Jeff handed Luke his phone. “Look who’s living the high life.”

Jinhai operated under a secret identity on Facebook but Jeff had stumbled upon the teacher’s profile. So here was a photo roll. Jinhai blitzed at an EDM boat party on the Charles River. Jinhai slack-jawed on a ski trip with his hand down the back of a white girl’s yoga pants. Jinhai in a tan suit at Crossroads and also at the Mission. Doing flaming shots and motorboating some different white girls. Despite inhabiting the visage of bucktoothed troll Jinhai seemed to never go longer than ten minutes with a dry dick.

“The high life,” said Luke. “Life as a bachelor party. What do you think he’s got, some family money?”

“Mandarin teachers make a killing,” Jeff said. “They don’t pay rent.”

“Get the fuck out of here.” Luke scrolled through a few more photos. “I should re-sketch some of these but replace Mr. Wang Jinhai with a giant penis instead.
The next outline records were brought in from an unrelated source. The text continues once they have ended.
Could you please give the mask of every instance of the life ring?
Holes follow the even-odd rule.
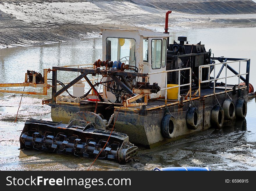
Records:
[[[236,104],[236,116],[237,118],[245,118],[247,113],[247,103],[243,98],[237,100]]]
[[[199,125],[199,116],[196,110],[196,108],[191,107],[187,113],[187,125],[190,129],[196,129]]]
[[[223,102],[222,108],[224,111],[224,119],[232,120],[235,117],[235,104],[231,99],[227,99]]]
[[[220,129],[224,122],[224,111],[219,105],[214,107],[211,115],[211,123],[213,127]]]
[[[161,133],[164,138],[173,138],[176,131],[176,120],[175,118],[170,114],[167,114],[162,120],[161,124]]]

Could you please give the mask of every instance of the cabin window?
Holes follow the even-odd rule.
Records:
[[[163,51],[162,54],[162,67],[163,68],[165,67],[166,63],[166,46],[167,43],[166,39],[163,40]]]
[[[143,39],[143,61],[144,62],[148,61],[148,55],[147,53],[148,42],[147,39]]]
[[[120,60],[126,64],[135,66],[135,41],[132,39],[107,38],[106,59],[113,61]]]
[[[159,69],[162,65],[162,41],[161,39],[153,39],[151,42],[152,69]]]

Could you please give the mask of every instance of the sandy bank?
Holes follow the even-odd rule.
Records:
[[[97,34],[102,27],[146,25],[154,28],[156,25],[164,28],[166,10],[129,1],[33,1],[0,0],[0,48],[75,40],[90,37],[94,32]],[[192,15],[174,12],[169,22],[170,28],[255,27],[256,14]]]

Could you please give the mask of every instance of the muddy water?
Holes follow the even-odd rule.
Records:
[[[256,40],[249,38],[255,28],[202,30],[176,28],[173,40],[186,35],[191,43],[202,41],[214,56],[251,59],[250,82],[256,86]],[[24,80],[27,69],[42,72],[53,66],[92,63],[102,57],[102,40],[83,41],[37,47],[0,50],[0,83]],[[235,66],[234,66],[235,68]],[[244,68],[243,68],[244,69]],[[58,79],[68,82],[76,72],[63,73]],[[50,78],[50,76],[49,78]],[[236,79],[230,83],[237,83]],[[86,89],[88,87],[86,87]],[[72,92],[72,88],[70,88]],[[23,88],[13,88],[23,90]],[[28,90],[29,89],[27,89]],[[24,95],[18,121],[14,123],[20,95],[0,93],[0,170],[86,170],[93,160],[33,150],[20,151],[19,137],[24,121],[31,118],[51,120],[50,108],[42,106],[41,99],[49,96]],[[152,150],[140,148],[140,156],[125,165],[97,161],[92,169],[152,170],[155,167],[208,166],[213,170],[256,170],[256,103],[248,102],[246,120],[235,121],[219,130],[210,129]]]

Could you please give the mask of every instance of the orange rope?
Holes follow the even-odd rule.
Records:
[[[25,87],[24,86],[24,88],[23,90],[23,91],[24,92],[25,90]],[[19,107],[20,107],[20,104],[21,103],[21,100],[22,99],[22,97],[23,97],[23,94],[21,95],[21,98],[20,98],[20,101],[19,102],[19,108],[18,108],[18,111],[17,111],[17,115],[16,116],[16,119],[15,119],[15,121],[14,123],[17,121],[17,119],[18,119],[18,113],[19,112]]]
[[[98,84],[98,82],[99,81],[99,74],[98,74],[98,78],[97,79],[97,87],[96,88],[96,95],[98,96],[98,98],[96,100],[96,105],[95,105],[95,109],[94,110],[94,113],[96,113],[96,110],[97,110],[97,106],[98,105],[98,99],[99,99],[99,93],[98,92],[98,86],[99,85]],[[99,88],[99,91],[100,91],[100,88]],[[97,95],[98,94],[98,95]]]
[[[114,127],[115,127],[115,121],[116,121],[116,119],[117,119],[117,117],[118,116],[118,114],[119,113],[119,112],[120,111],[120,109],[121,108],[121,107],[122,106],[122,105],[123,104],[123,102],[122,102],[122,104],[121,104],[121,105],[120,106],[120,107],[119,108],[119,109],[118,110],[118,112],[117,112],[117,114],[116,115],[116,117],[115,118],[115,122],[114,122],[114,125],[113,125],[113,127],[112,128],[112,130],[111,130],[111,132],[110,132],[110,134],[109,135],[109,138],[108,139],[108,140],[107,141],[107,142],[106,142],[106,143],[105,144],[105,145],[104,145],[104,146],[101,149],[101,150],[100,151],[100,152],[99,152],[99,153],[98,154],[98,155],[97,156],[97,157],[94,160],[94,161],[93,161],[93,162],[92,163],[92,164],[90,166],[90,167],[89,167],[89,168],[88,169],[87,171],[88,171],[89,170],[90,170],[90,168],[93,165],[93,164],[94,163],[94,162],[96,161],[96,160],[98,158],[98,157],[99,157],[99,156],[100,154],[101,153],[102,151],[104,149],[104,148],[105,148],[105,147],[106,146],[106,145],[107,145],[107,143],[108,142],[109,140],[109,138],[110,138],[110,136],[111,136],[111,134],[112,133],[112,132],[113,131],[113,130],[114,129]]]

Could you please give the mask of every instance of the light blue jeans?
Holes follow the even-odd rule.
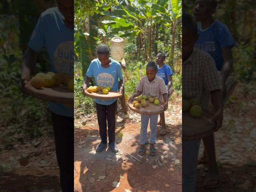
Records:
[[[144,145],[147,142],[147,130],[150,119],[150,136],[149,142],[150,143],[154,143],[156,141],[158,117],[158,115],[141,115],[140,142],[142,145]]]
[[[194,192],[200,141],[182,141],[182,192]]]

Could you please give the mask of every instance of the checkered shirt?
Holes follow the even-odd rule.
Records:
[[[142,77],[137,86],[137,90],[142,92],[144,95],[157,97],[159,101],[163,100],[164,94],[167,93],[164,80],[157,76],[151,83],[146,76]]]
[[[194,48],[182,63],[182,98],[197,99],[204,110],[210,102],[210,92],[219,89],[220,82],[214,61],[206,52]]]

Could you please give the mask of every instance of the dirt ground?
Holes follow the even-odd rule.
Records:
[[[222,127],[214,134],[221,184],[204,188],[202,170],[207,166],[200,166],[196,192],[256,192],[256,91],[246,93],[244,87],[237,86],[234,99],[225,107]]]
[[[120,122],[123,116],[120,114],[118,122],[121,120],[116,126],[119,148],[116,154],[108,149],[96,152],[100,141],[96,114],[78,120],[77,124],[85,122],[86,125],[75,130],[75,191],[181,192],[181,98],[176,98],[169,105],[166,113],[168,133],[161,136],[158,129],[159,144],[155,156],[138,155],[140,128],[138,114],[129,111],[130,118],[125,122]],[[119,132],[123,133],[121,138],[117,137]]]

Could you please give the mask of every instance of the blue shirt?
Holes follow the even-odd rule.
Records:
[[[234,42],[228,27],[222,22],[216,20],[212,25],[204,30],[201,28],[201,23],[198,23],[199,34],[196,47],[209,53],[213,58],[218,71],[223,66],[222,48],[233,46]]]
[[[93,60],[89,66],[86,74],[90,78],[94,77],[97,86],[109,86],[112,90],[118,91],[118,78],[123,80],[121,65],[116,61],[110,59],[110,66],[108,68],[102,67],[98,59]],[[102,101],[95,99],[95,102],[101,105],[109,105],[116,99],[108,99]]]
[[[36,52],[47,50],[51,60],[51,71],[74,74],[74,30],[68,28],[57,7],[42,14],[33,32],[28,46]],[[74,108],[61,103],[49,103],[54,112],[74,117]]]
[[[162,67],[159,68],[158,65],[157,65],[157,70],[156,75],[162,78],[164,80],[165,85],[167,85],[168,84],[168,76],[173,75],[173,72],[171,68],[168,65],[164,64]]]

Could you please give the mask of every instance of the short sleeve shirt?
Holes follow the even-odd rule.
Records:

Wearing a suit and going skiing.”

*

On Saturday Luke broke his own 800m record with a 1:52.38. But that was only good enough for silver because a rival from Port Grand broke it harder. Guy clocked a 1:52.01.

But that was OK. Because Luke got faster every week. He dropped on the infield and saw himself on the twenty-foot screen under the scoreboard. It was OK because there were three thousand people at this meet and Stephanie was one of them. It was OK because she was a fox and just catching her eye for a second was enough to wipe his memory. And it was OK because that night she came over and it happened.

First time but it wasn’t awkward. It was done and Luke shuddered and curled up. A warm magic fizz worked through him. When they started talking again he said, “Scouts were there today. I could run go run for—”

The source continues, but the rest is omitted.